Assisted Suicide the Musical

GDLP x HP Parmley

Emoji summary: ✨🕳🚨

GDLP: Zarina couldn’t make it to Assisted Suicide the Musical so I brought HP instead - this dreamy fire girl friend I love (like if your friends were warm treasure pieces in your hands). right she should be there. HP’s brother is paralysed, and she holds that in her hands very carefully. I was thinking about the sensitivity and pressure of disability ethics, of the title of this show, and then ten minutes in we looked at each other wide-eyed with nervous smiles when we realised this show wasn’t in favour - it emphatically and musically derided the entire act of assisted suicide. and it was not coy about it. well i never

and now I do. the politic is this: assisted suicide is seen as a way to fix the problems of both disability and terminal illness - painted with the same brush. ’It’s better to be dead than disabled,’ better to be dead than facing a terminal illness, because of the loss of autonomy. (pain is much lower on the list for cited reasons for assisted suicide, i didn’t know this). thus, assisted suicide is a threat to disabled people, to their day to day, their value, their identity.

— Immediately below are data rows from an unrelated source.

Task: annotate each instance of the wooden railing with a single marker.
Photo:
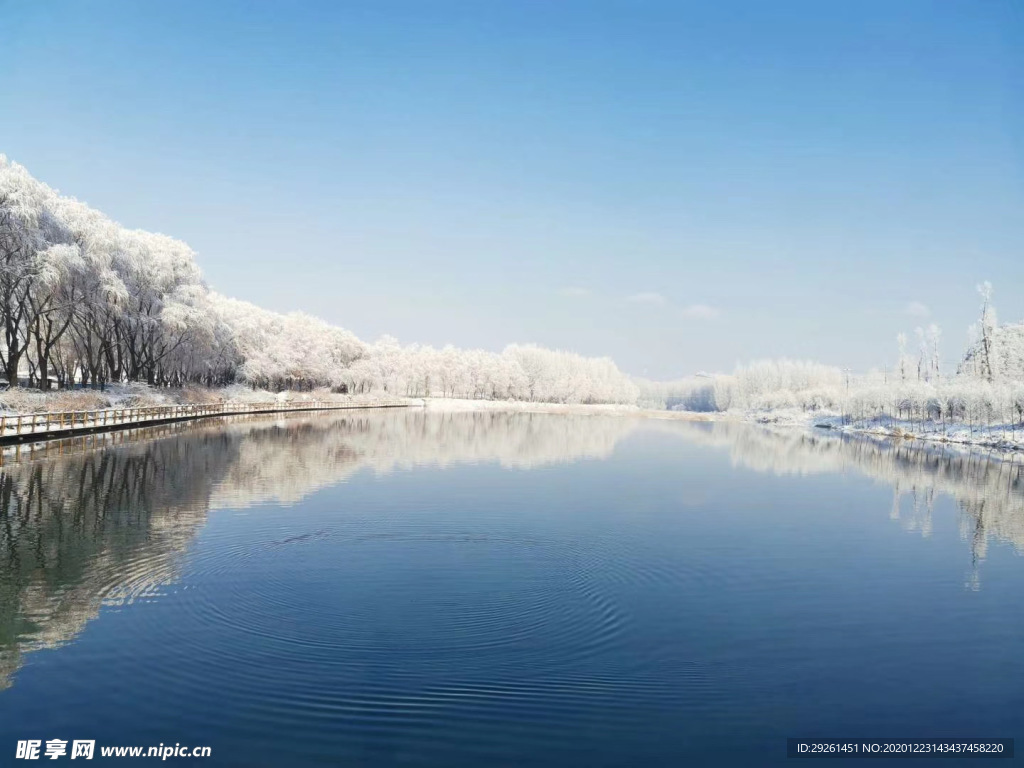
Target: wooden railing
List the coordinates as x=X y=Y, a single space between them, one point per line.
x=77 y=421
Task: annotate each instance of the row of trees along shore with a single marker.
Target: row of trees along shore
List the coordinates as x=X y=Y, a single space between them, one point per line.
x=86 y=302
x=985 y=391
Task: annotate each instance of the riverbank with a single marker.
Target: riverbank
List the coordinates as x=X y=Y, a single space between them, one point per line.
x=22 y=401
x=1006 y=437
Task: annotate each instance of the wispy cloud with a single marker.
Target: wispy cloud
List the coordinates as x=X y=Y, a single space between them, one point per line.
x=702 y=311
x=648 y=297
x=916 y=309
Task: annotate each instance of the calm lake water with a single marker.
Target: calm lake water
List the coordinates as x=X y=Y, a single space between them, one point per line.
x=402 y=588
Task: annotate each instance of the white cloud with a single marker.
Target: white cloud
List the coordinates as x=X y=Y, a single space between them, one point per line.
x=701 y=311
x=916 y=309
x=648 y=297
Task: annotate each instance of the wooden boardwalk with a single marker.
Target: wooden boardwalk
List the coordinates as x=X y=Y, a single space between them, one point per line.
x=46 y=426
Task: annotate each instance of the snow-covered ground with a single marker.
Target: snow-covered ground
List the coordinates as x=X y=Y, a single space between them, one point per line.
x=20 y=400
x=997 y=436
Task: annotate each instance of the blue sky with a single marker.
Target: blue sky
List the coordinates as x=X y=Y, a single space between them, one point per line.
x=678 y=185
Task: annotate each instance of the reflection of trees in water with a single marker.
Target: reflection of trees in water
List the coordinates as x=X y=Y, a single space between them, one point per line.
x=104 y=519
x=286 y=464
x=987 y=487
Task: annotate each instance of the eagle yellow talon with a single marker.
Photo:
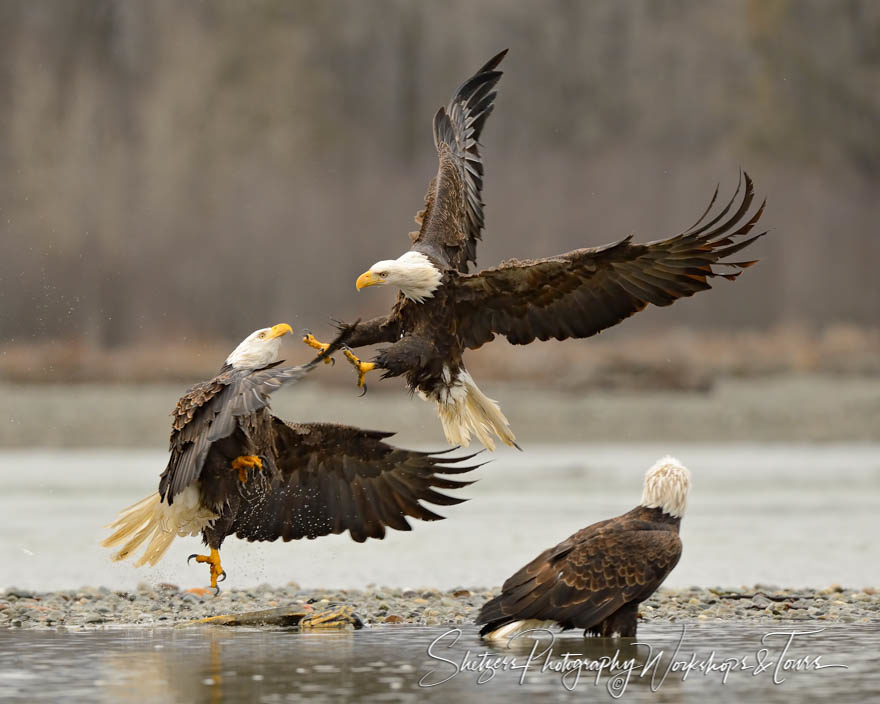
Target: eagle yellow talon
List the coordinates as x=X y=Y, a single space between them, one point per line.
x=362 y=367
x=312 y=342
x=245 y=462
x=217 y=570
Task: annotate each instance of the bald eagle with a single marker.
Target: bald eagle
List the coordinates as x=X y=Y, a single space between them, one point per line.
x=237 y=469
x=442 y=310
x=596 y=579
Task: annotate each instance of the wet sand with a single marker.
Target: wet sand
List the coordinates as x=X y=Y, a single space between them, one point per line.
x=168 y=605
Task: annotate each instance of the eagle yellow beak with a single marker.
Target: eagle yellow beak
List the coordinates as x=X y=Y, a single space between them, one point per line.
x=368 y=278
x=279 y=330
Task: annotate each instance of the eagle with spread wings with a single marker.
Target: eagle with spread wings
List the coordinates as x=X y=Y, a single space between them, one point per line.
x=236 y=469
x=443 y=309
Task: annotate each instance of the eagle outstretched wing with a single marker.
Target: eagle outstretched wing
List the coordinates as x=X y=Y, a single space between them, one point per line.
x=452 y=220
x=335 y=478
x=588 y=577
x=588 y=290
x=209 y=411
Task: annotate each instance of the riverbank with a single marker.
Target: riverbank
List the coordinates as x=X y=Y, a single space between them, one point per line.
x=167 y=605
x=805 y=408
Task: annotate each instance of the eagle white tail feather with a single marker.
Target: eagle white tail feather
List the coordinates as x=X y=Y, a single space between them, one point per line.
x=464 y=410
x=152 y=521
x=514 y=629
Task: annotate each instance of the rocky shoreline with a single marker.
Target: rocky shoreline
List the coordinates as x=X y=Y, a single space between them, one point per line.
x=166 y=605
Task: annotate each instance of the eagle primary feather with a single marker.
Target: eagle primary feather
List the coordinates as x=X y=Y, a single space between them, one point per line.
x=443 y=310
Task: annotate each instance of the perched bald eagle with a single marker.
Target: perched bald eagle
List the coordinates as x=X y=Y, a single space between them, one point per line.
x=442 y=310
x=237 y=469
x=596 y=579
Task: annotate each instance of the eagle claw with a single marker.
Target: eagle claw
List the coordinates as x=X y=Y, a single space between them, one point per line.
x=216 y=570
x=312 y=342
x=361 y=367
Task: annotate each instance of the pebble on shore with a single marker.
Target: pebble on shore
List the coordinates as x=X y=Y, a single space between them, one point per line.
x=168 y=605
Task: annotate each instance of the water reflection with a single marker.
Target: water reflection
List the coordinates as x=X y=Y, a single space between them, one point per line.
x=211 y=664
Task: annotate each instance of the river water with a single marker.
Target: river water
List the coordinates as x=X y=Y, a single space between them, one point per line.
x=789 y=515
x=387 y=664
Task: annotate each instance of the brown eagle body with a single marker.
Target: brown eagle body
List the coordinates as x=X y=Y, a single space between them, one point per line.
x=443 y=310
x=235 y=469
x=594 y=580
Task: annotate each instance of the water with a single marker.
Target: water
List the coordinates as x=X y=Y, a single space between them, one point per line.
x=385 y=664
x=791 y=515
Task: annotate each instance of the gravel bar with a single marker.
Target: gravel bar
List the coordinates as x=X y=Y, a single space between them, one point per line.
x=166 y=605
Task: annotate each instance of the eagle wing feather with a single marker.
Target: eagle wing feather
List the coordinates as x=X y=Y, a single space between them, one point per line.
x=335 y=478
x=585 y=291
x=452 y=220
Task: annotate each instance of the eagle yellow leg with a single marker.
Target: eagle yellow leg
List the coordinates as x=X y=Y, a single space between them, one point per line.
x=310 y=340
x=362 y=367
x=245 y=462
x=217 y=570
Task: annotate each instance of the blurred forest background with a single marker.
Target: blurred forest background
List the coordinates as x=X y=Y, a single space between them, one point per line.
x=174 y=175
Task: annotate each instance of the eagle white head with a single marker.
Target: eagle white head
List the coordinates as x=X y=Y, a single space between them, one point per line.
x=259 y=348
x=666 y=486
x=413 y=273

Art is rarely so pointed and challenging. I respect the bravery and crudeness of polemic. so there’s that. but the deliveryyyyyy. forceful decorated irony. the brilliant Liz Carr comes on stage and says, ‘Welcome to my TED talk with show tunes.’ exactly that. a documentary with bells on, last rites with autotune. It was v v funny. Carr duet with the Pope. The type of humour your laugh reaches before your head (and then your head is torn with you finding it funny, ‘cause this is no laughing matter! people’s lives are at stake!). And that was the pattern, like laugh-out-loud and then wait, I feel sick and dark. Pulling us up and down, falling out of the theatre like a tumble dryer. This great awkwardness and necessary discomfort put me somehow at ease. Like I had new confidence in my own ethics, that I didn’t want any grey doubt, like I wanted to have opinions

HP: yah totally. A super real subject for me to approach, so thank god it was funny (humour is such a powerful tool for dealing with these indescribably shitty situations). Ive gotta say, I had ZERO idea that this would be a play against assisted suicide! I was in shock- and the reason we were all in shock is the core of the problem- every singe person i know, including myself, would be like, ‘yah of course that should be legal, its humane!’ (its kind of scary lately how we are all adopting politics through reading the first line of a think piece, or scrolling though our depressing news-feeds, but thats for another review…).

And it is disguised into this left wing liberal thing of choice. And its not like she was pushing for people suffering to not get the right care/help* but it was more about this idea of how seedy choice is, like how we *choose* between adidas or nike, or whatever else brand, we aren’t really choosing, u get me, something is pre placed. And same goes for assisted suicide, the choice is there and its advertised so strongly as being the best option for the suffering and disabled.

As a society its easier to deal with death than disability. And don’t get me wrong, there are some people in extreme situations of suffering which makes this part of the debate a grey area, but for the majority of people this *treatment* is aimed at, they are disabled. From the day a disabled person is born, society tells them life just isn’t really worth living. The performance/ted talk/musical (i was really into its lack of category) was essentially a really entertaining form of activism not necessarily rooted in trying to change the law but trying to change public opinion.

The comedic aspect is something I really related to, its almost a necessary tool in breaking down taboo subjects. Disability in general is a subject that makes people get all weird, let alone assisted suicide. Making people laugh is essentially creating an access point into something quite raw and hard to swallow. My favourite part was when they sang “assist us to live not to die.”  This really is the crux of the argument. We need to realize that bodies are made disabled by whats not accessible to them and we need to change our frame of mind around what a valued life is.

GDLP: so thank you Liz Carr and the cast and production team, thank you Shape and ArtsAdmin for commission support. thank you for political bravery and clarity. you were overpowering and incredible.